« Round midnight » est l’un des standards de jazz les plus connus et les plus souvent repris, avec notamment des interprétations par Miles Davis (à de nombreuses reprises), Art Pepper, Chet Baker, Bill Evans, Jim Hall, Wes Montgomery – que des géants…
Dans l’histoire du jazz, beaucoup de standards ont été composés par des illustres inconnus, fréquemment pour des films ou des comédies musicales. C’est très différent pour « Round midnight » : ici au contraire, le compositeur est très célèbre puisqu’il s’agit du grand Thelonious Monk, l’un de mes pianistes de jazz préférés avec Bill Evans et Art Tatum.

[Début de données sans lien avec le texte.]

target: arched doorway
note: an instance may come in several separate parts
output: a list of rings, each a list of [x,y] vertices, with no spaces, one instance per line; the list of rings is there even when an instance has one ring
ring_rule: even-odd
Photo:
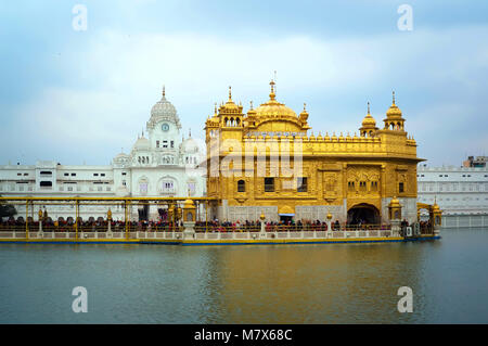
[[[371,204],[361,203],[347,212],[347,225],[380,225],[380,212]]]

Il a écrit ce morceau très jeune, à 24 ans seulement (l’un de ses amis affirme que c’était même cinq plus tôt), mais il l’a remis sur le métier et retravaillé pendant bien des années avant de l’enregistrer pour la première fois en 1944.
Monk a énormément joué et gravé « Round midnight » , souvent seul. Il y a notamment une version légendaire sur le disque « Thelonious himself » en 1957, que j’adore. Mais j’ai déjà partagé plusieurs titres de Monk, alors ce soir je choisis une interprétation très différente, enregistrée par Stan Getz en 1960 sur le magnifique album « Cool velvet » , sous-titré « Stan Getz and strings ».

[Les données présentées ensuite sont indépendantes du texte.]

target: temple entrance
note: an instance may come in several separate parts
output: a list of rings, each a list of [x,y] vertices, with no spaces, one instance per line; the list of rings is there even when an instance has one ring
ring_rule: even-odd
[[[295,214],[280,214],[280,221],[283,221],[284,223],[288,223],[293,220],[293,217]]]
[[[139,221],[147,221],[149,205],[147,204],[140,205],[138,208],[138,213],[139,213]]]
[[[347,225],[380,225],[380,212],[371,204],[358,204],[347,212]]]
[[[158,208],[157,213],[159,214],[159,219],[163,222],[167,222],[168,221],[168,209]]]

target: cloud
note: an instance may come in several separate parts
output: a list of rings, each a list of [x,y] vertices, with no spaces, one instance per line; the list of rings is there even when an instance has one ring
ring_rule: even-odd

Tout ici respire l’élégance et la classe, le lyrisme et la sensualité, avec des cordes amples et appuyées, et surtout un son de sax tenor rond comme une pelote de laine, doux comme du velours, chaud comme la braise (cet éclat de grave à 0’50, my god)…

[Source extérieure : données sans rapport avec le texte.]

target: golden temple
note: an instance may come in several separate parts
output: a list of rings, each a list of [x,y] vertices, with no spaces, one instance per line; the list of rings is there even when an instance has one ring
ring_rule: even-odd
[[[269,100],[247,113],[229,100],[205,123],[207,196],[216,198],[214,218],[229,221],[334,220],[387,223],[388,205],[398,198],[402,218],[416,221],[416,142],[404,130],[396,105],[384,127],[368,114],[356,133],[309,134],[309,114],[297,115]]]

En 1960, on est à la fin de la grande époque des films noirs hollywoodiens, et cette interprétation sexy aurait pu être utilisée quelques années plus tôt dans l’un de ces grands classiques. Je l’imagine très bien comme illustration sonore d’une scène tournée dans un minuscule club de jazz où l’on verrait une femme en gants noir, un long fume-cigarette à la bouche, regardant langoureusement son amant jouer du sax tenor en costume à rayures et en pompes bicolores.